Olcán was diagnosed with aplastic anaemia in August 2021, also known as bone marrow failure. This is rare in the age group of 12 to 18 years olds but extremely rare in children as young as Olcán who was only 6 years old at the time. After many tests, it was concluded that his aplastic anaemia was acquired rather than hereditary and that the initial cause was most likely asymptomatic Covid19 infection.
The cure for aplastic anaemia is a bone marrow transplant, but there was no match on the register, so he started immunotherapy in October. In January 2022 we found a match for a bone marrow donor and on 31st March 2022 he had his transplant. Olcán is now a 2 years post-transplant and doing exceptionally well.”
Long-term hospital stay
“Initially, we spent 3 to 4 days per week in hospital for transfusions. This included lots of overnight stays as every time he got an infection, we would have to stay in. After the transplant we started to have very lengthy stays in hospital, over an 18-month period we spent 184 nights in hospital. This was across two hospitals; the initial diagnosis was in Northern Ireland and then we moved back to England for the transplant. We pretty much visited every department, the transplant ward, high dependency unit, haematology, all over the hospital.”
Experience of beeping alarms
“Even as an outpatient coming into have a transfusion there were lots of alarms from just the one pump. I know all of the pump alarms off by heart. The beep to tell you they’ve finished, they beep for occlusion, they beep to tell you the flush is nearly finished. It’s a lot of beeps! At one-point Olcán was hooked up to five pumps, they make the most obnoxious noise! I could hear the beeping in my sleep, even when there was no actual beeping.”
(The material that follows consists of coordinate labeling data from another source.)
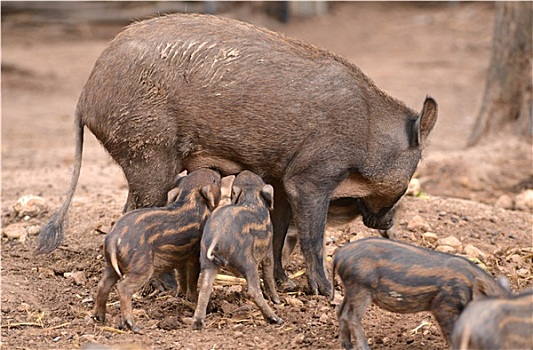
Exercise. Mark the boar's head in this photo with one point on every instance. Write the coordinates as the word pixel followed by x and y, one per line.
pixel 389 168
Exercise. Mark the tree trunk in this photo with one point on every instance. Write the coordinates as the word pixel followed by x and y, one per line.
pixel 507 102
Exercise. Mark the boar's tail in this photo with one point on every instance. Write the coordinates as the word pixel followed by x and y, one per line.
pixel 332 282
pixel 51 235
pixel 111 252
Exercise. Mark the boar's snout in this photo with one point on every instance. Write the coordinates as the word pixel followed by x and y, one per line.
pixel 383 220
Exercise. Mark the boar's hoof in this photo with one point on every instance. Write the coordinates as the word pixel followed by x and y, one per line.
pixel 286 286
pixel 99 318
pixel 131 326
pixel 197 325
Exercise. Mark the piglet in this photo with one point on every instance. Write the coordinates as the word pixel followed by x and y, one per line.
pixel 152 241
pixel 405 278
pixel 239 237
pixel 496 323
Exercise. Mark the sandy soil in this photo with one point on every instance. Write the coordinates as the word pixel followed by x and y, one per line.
pixel 410 50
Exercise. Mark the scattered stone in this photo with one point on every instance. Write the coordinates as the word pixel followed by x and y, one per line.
pixel 446 249
pixel 414 187
pixel 505 201
pixel 522 273
pixel 30 206
pixel 474 252
pixel 324 318
pixel 451 241
pixel 417 223
pixel 77 276
pixel 294 301
pixel 430 237
pixel 524 201
pixel 16 231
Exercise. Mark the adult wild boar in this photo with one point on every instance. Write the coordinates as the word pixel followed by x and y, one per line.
pixel 188 91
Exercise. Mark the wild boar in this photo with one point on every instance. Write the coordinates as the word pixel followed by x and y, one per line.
pixel 405 278
pixel 185 91
pixel 496 323
pixel 239 237
pixel 151 241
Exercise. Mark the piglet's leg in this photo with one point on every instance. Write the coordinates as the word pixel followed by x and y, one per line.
pixel 109 279
pixel 208 278
pixel 254 290
pixel 132 281
pixel 358 300
pixel 268 277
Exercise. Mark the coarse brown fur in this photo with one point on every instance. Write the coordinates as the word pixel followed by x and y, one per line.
pixel 187 91
pixel 496 323
pixel 151 241
pixel 239 237
pixel 405 278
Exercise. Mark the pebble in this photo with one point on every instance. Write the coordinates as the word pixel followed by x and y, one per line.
pixel 417 223
pixel 446 249
pixel 524 201
pixel 30 206
pixel 294 301
pixel 474 252
pixel 16 231
pixel 451 241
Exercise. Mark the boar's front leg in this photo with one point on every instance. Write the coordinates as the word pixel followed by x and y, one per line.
pixel 281 218
pixel 310 200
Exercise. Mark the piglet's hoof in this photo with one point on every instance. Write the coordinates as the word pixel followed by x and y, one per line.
pixel 129 324
pixel 197 325
pixel 276 320
pixel 286 286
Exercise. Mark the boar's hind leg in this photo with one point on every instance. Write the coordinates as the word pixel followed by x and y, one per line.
pixel 109 279
pixel 281 218
pixel 150 178
pixel 310 206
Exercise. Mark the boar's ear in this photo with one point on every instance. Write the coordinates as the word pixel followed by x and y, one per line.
pixel 172 195
pixel 235 193
pixel 426 121
pixel 267 192
pixel 209 194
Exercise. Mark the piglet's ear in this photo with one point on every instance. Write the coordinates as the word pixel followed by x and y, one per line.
pixel 235 193
pixel 267 192
pixel 426 121
pixel 209 194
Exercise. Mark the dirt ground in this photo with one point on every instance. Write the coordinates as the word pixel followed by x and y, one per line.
pixel 410 50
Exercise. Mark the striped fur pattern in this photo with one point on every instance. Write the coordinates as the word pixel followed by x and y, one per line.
pixel 496 323
pixel 150 241
pixel 239 238
pixel 405 278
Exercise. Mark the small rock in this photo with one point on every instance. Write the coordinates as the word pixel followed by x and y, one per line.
pixel 418 223
pixel 77 276
pixel 504 201
pixel 16 231
pixel 414 187
pixel 446 249
pixel 30 205
pixel 451 241
pixel 474 252
pixel 517 259
pixel 522 273
pixel 524 200
pixel 297 340
pixel 430 237
pixel 294 302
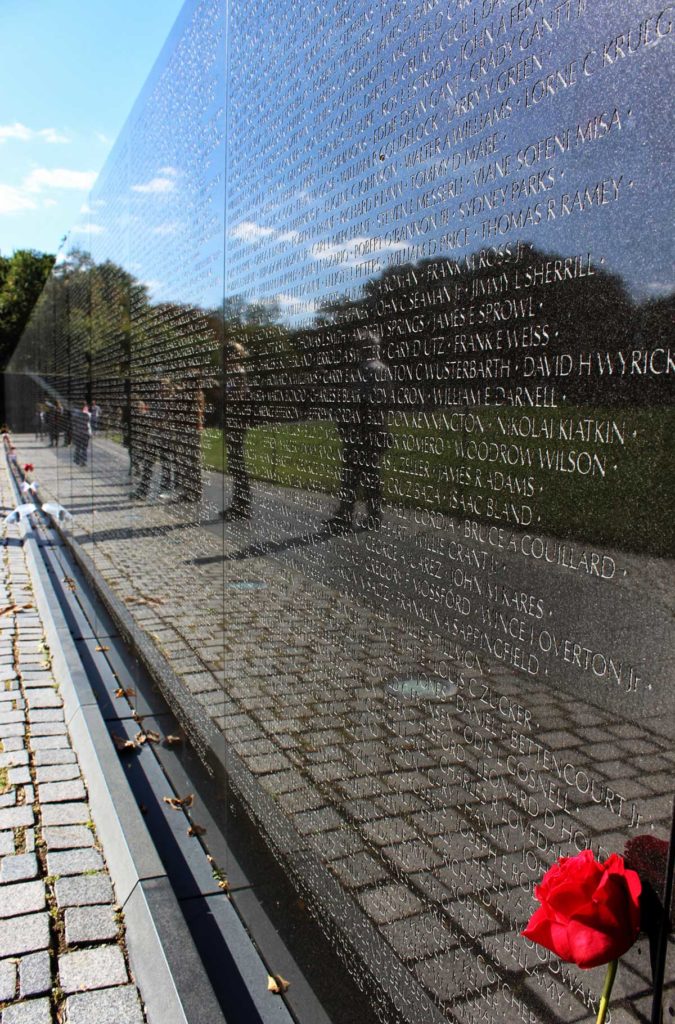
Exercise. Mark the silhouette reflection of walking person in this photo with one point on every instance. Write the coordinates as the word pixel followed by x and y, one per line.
pixel 238 418
pixel 363 430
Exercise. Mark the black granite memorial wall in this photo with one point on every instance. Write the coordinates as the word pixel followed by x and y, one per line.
pixel 356 378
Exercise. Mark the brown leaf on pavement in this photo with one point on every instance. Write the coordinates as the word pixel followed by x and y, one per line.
pixel 122 743
pixel 179 803
pixel 277 984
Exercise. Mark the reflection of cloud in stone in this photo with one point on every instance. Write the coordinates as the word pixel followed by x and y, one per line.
pixel 292 303
pixel 660 288
pixel 248 230
pixel 169 228
pixel 157 186
pixel 153 285
pixel 353 251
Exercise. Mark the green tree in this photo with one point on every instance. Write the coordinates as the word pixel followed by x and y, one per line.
pixel 22 279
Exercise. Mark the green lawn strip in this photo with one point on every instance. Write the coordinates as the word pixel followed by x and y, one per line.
pixel 424 467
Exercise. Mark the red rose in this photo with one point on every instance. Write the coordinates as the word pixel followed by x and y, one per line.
pixel 590 912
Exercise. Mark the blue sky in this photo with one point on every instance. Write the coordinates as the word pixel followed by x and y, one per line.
pixel 70 73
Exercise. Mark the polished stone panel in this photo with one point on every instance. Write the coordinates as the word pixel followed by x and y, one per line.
pixel 355 381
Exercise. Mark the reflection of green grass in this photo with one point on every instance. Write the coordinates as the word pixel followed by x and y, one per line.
pixel 627 507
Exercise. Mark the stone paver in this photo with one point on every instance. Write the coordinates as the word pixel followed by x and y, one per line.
pixel 76 973
pixel 68 837
pixel 7 980
pixel 31 1012
pixel 24 935
pixel 18 867
pixel 109 1006
pixel 60 793
pixel 24 897
pixel 100 967
pixel 90 924
pixel 66 814
pixel 35 974
pixel 83 890
pixel 74 861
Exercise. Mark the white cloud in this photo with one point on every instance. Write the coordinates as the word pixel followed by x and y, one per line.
pixel 22 133
pixel 58 177
pixel 156 186
pixel 87 229
pixel 248 230
pixel 14 200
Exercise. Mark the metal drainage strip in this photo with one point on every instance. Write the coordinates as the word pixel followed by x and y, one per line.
pixel 423 688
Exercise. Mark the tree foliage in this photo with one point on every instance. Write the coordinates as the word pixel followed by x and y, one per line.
pixel 22 279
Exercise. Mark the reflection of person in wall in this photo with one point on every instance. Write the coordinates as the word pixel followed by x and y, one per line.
pixel 238 418
pixel 39 422
pixel 54 414
pixel 187 427
pixel 81 420
pixel 140 446
pixel 363 430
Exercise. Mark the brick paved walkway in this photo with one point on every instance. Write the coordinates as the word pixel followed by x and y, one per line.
pixel 61 936
pixel 420 826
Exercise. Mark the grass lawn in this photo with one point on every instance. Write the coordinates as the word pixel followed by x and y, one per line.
pixel 629 506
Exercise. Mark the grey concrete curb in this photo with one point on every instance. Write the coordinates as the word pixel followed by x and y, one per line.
pixel 166 965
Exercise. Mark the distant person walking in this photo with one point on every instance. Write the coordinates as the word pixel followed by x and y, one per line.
pixel 81 420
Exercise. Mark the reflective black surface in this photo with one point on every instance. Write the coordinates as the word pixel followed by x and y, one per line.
pixel 375 302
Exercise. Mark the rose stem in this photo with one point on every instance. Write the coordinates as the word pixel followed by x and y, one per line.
pixel 606 991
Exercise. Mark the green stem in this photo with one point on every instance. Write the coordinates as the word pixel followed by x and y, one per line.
pixel 606 991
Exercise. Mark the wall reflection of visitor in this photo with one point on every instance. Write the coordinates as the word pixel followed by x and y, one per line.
pixel 95 416
pixel 81 419
pixel 140 448
pixel 39 422
pixel 187 446
pixel 170 434
pixel 238 418
pixel 53 417
pixel 363 430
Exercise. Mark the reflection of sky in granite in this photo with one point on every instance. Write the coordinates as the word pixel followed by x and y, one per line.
pixel 155 171
pixel 631 233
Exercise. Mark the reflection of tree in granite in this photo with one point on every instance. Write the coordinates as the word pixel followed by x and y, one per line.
pixel 433 818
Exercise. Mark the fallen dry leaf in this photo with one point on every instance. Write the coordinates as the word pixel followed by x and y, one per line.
pixel 148 737
pixel 178 803
pixel 277 984
pixel 122 743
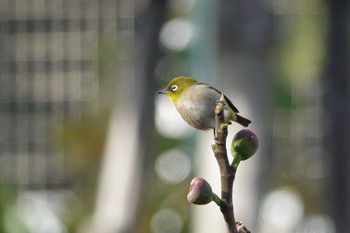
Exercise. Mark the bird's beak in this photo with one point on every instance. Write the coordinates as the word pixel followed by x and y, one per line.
pixel 162 92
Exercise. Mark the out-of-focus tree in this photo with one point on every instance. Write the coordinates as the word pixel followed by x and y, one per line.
pixel 337 99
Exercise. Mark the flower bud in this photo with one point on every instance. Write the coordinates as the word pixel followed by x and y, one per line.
pixel 200 192
pixel 244 144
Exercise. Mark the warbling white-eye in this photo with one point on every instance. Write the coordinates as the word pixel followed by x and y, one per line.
pixel 196 102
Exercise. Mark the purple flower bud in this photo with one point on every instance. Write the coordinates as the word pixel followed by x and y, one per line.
pixel 244 144
pixel 200 192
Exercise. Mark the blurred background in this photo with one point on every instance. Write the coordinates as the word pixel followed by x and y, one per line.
pixel 86 146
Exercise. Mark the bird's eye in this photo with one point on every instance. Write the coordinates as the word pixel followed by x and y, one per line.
pixel 174 88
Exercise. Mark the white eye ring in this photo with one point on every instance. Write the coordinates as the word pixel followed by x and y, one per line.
pixel 174 88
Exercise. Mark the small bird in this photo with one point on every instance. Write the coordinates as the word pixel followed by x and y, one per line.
pixel 196 101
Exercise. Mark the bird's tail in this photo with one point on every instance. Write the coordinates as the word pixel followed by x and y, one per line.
pixel 243 121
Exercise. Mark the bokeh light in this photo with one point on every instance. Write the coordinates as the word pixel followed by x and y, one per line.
pixel 177 34
pixel 282 209
pixel 173 166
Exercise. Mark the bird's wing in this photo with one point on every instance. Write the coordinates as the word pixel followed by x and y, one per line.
pixel 227 100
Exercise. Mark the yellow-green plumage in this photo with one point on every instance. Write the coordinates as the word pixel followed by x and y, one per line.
pixel 196 103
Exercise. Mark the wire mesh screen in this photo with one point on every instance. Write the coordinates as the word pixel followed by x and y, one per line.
pixel 48 70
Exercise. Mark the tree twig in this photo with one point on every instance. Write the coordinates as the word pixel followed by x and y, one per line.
pixel 226 171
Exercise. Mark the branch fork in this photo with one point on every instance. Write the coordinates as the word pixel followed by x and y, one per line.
pixel 244 145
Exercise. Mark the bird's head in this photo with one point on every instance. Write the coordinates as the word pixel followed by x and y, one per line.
pixel 177 87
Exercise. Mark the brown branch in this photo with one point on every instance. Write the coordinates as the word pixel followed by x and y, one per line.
pixel 227 172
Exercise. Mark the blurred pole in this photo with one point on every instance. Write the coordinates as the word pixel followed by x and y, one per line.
pixel 245 39
pixel 121 185
pixel 337 104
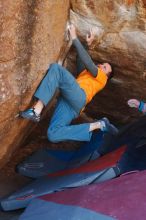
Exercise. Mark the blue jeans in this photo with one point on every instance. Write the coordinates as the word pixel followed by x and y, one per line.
pixel 69 105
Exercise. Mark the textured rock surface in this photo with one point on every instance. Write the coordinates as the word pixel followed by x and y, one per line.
pixel 121 39
pixel 32 33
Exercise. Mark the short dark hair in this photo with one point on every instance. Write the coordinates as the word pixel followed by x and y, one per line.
pixel 112 73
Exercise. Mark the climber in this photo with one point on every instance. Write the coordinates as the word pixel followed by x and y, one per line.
pixel 75 94
pixel 140 105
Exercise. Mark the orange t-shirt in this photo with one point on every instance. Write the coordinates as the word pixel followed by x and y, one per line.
pixel 90 84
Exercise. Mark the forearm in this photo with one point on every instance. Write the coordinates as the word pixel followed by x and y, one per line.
pixel 85 58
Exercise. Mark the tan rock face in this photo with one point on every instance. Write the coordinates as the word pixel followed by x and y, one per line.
pixel 32 33
pixel 121 40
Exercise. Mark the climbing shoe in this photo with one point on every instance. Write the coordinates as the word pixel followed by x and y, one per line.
pixel 30 114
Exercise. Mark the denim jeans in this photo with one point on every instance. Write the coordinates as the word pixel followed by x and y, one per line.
pixel 69 105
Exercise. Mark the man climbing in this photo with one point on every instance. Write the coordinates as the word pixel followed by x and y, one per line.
pixel 140 105
pixel 75 95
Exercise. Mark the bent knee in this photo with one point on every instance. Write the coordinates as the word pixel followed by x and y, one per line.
pixel 52 135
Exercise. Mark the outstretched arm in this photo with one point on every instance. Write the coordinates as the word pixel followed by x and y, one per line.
pixel 82 53
pixel 140 105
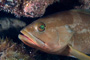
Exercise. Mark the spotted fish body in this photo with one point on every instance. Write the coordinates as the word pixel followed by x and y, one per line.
pixel 61 29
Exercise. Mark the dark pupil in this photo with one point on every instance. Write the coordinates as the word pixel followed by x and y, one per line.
pixel 42 26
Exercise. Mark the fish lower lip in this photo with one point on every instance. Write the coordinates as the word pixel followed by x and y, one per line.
pixel 25 38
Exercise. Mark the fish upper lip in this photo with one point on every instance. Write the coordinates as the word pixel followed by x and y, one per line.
pixel 32 38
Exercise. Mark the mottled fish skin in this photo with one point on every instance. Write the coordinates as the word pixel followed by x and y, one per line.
pixel 69 27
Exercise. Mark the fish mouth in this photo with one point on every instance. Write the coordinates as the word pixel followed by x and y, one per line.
pixel 30 40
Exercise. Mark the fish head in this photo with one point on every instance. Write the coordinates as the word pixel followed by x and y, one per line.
pixel 44 35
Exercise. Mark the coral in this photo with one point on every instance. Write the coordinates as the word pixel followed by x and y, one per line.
pixel 28 8
pixel 6 23
pixel 12 51
pixel 85 4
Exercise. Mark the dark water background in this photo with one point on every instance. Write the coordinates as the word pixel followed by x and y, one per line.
pixel 12 33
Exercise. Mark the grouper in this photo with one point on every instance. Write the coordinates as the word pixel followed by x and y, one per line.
pixel 64 33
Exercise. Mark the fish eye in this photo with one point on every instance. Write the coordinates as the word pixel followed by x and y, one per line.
pixel 41 27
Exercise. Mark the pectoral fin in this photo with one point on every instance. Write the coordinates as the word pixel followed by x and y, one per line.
pixel 78 54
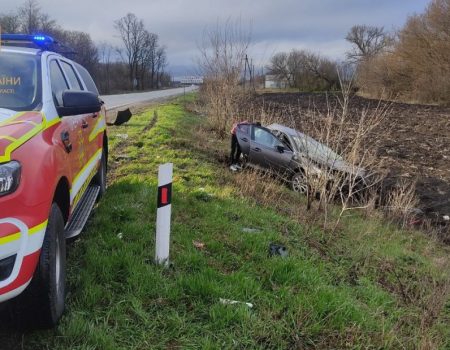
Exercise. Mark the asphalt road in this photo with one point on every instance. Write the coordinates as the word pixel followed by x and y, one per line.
pixel 127 100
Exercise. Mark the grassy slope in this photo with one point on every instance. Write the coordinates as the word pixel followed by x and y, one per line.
pixel 120 300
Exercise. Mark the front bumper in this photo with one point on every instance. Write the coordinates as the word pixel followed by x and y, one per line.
pixel 20 248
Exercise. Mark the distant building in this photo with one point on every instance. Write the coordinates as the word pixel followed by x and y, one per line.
pixel 188 80
pixel 275 82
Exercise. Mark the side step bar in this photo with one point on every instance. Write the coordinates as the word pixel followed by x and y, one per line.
pixel 79 217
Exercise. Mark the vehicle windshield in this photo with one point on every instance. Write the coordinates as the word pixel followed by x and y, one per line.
pixel 20 81
pixel 315 149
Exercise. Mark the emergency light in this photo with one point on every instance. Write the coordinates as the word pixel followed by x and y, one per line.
pixel 39 41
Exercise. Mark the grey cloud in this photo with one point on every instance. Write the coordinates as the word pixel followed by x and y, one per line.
pixel 314 24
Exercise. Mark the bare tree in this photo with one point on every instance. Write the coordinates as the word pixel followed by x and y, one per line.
pixel 105 52
pixel 417 65
pixel 367 41
pixel 161 64
pixel 133 35
pixel 33 20
pixel 10 23
pixel 221 61
pixel 305 70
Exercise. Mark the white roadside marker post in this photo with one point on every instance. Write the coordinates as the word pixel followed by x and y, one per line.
pixel 162 241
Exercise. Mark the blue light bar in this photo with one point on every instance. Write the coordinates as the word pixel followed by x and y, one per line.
pixel 43 41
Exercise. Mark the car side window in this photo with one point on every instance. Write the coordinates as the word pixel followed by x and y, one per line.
pixel 265 138
pixel 88 81
pixel 58 82
pixel 71 76
pixel 285 140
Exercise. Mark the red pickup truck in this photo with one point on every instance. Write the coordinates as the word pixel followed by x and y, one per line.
pixel 53 160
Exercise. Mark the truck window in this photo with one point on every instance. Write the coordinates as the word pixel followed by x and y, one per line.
pixel 20 81
pixel 58 82
pixel 88 81
pixel 71 76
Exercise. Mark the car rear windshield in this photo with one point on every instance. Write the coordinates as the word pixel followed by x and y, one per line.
pixel 20 81
pixel 315 149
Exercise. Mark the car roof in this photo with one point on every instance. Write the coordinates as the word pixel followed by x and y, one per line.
pixel 285 129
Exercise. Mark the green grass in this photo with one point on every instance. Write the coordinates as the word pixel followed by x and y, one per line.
pixel 348 297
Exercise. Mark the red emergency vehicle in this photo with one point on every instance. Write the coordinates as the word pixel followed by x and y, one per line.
pixel 53 159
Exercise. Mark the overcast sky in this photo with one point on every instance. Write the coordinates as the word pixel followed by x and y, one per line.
pixel 276 25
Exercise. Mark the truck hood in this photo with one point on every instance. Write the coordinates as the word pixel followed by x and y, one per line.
pixel 16 128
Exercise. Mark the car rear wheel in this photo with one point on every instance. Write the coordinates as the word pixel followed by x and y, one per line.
pixel 299 183
pixel 42 303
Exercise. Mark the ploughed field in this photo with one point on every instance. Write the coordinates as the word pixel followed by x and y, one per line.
pixel 413 140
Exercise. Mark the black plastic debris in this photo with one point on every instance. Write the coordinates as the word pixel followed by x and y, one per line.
pixel 277 249
pixel 123 117
pixel 251 230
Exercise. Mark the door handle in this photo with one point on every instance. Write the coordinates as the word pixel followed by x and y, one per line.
pixel 65 138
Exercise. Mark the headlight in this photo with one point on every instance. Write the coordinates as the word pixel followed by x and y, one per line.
pixel 9 177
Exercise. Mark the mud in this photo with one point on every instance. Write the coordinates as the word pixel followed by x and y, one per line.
pixel 413 140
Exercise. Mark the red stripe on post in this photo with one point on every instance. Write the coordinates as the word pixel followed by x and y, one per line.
pixel 164 193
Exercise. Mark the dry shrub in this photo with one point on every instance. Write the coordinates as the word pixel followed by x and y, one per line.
pixel 417 67
pixel 401 203
pixel 221 62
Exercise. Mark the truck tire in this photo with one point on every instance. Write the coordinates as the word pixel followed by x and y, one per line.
pixel 42 304
pixel 100 178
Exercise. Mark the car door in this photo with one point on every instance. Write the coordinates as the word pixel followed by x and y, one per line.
pixel 243 136
pixel 267 151
pixel 88 146
pixel 69 131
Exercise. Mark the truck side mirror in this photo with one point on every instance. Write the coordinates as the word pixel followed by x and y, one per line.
pixel 79 102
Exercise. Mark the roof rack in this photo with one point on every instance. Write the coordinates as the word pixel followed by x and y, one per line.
pixel 39 41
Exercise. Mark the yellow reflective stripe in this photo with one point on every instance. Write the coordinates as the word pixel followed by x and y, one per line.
pixel 83 188
pixel 17 115
pixel 88 164
pixel 50 123
pixel 16 236
pixel 37 228
pixel 16 143
pixel 10 238
pixel 19 142
pixel 8 138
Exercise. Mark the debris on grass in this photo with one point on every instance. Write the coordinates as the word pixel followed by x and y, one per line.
pixel 234 302
pixel 199 245
pixel 277 249
pixel 122 136
pixel 251 230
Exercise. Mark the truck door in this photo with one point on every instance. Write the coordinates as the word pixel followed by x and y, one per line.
pixel 69 134
pixel 243 136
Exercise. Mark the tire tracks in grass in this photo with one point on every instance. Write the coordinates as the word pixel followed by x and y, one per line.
pixel 119 156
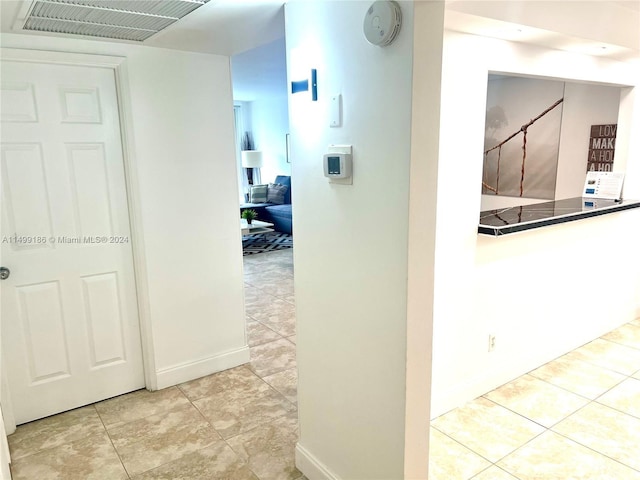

Impact of alarms on sleep quality
“I remember one night Olcán was on a patient monitor and multiple pumps. The nursing team had been coming in to silence the alarms, but there were still so many alarms going off. It was 3am and I was at breaking point, the sleep deprivation was awful. On average, I would get 2 hours of sleep before being woken by alarms. But some days I just didn’t get any sleep. Over one three day period, I got 40 minutes of sleep in total, just because of alarms. Sometimes Olcán did not get any sleep at all through the night either, especially for some infusions where the medication was prone to air bubbles. We would have constant alarms.”
Increased stress level
“The alarm noise increased my stress level as a parent and I think the alarms impacted me more than it impacted my son Olcán. There could be multiple alarms going off and they would go for as long as 10 minutes before being cleared, that was difficult for me as a parent. When his oxygen levels were low, that alarm was really stressful, because it wasn’t like a pump where I could see the issue, it was an unknown cause.”
Time & resources savings
“I feel that a quieter environment with fewer alarms would have made so much difference to me and Olcán. I spent some of my time formulating a plan to build an app that would get the alarms out of the room.
I also saw so many opportunities to improve alarms and practices around alarms during our time in hospital. When we were on the transplant ward, we were in a special room with an airlock and nurses would have to put full person protective equipment on to come into the room. Therefore, to silence an alarm, there was so much waste and inefficiency. Nurses could come in and out of the room up to 15 times for alarms on one infusion. I think it would be more efficient to have the alarms outside of the room, to give nurses the ability to see what the alarm is for before coming into the room would save so much time and resources.
So when I heard what itemedical is doing by reducing irrelevant alarms with its medical software and create a quieter care environment, I was very happy.”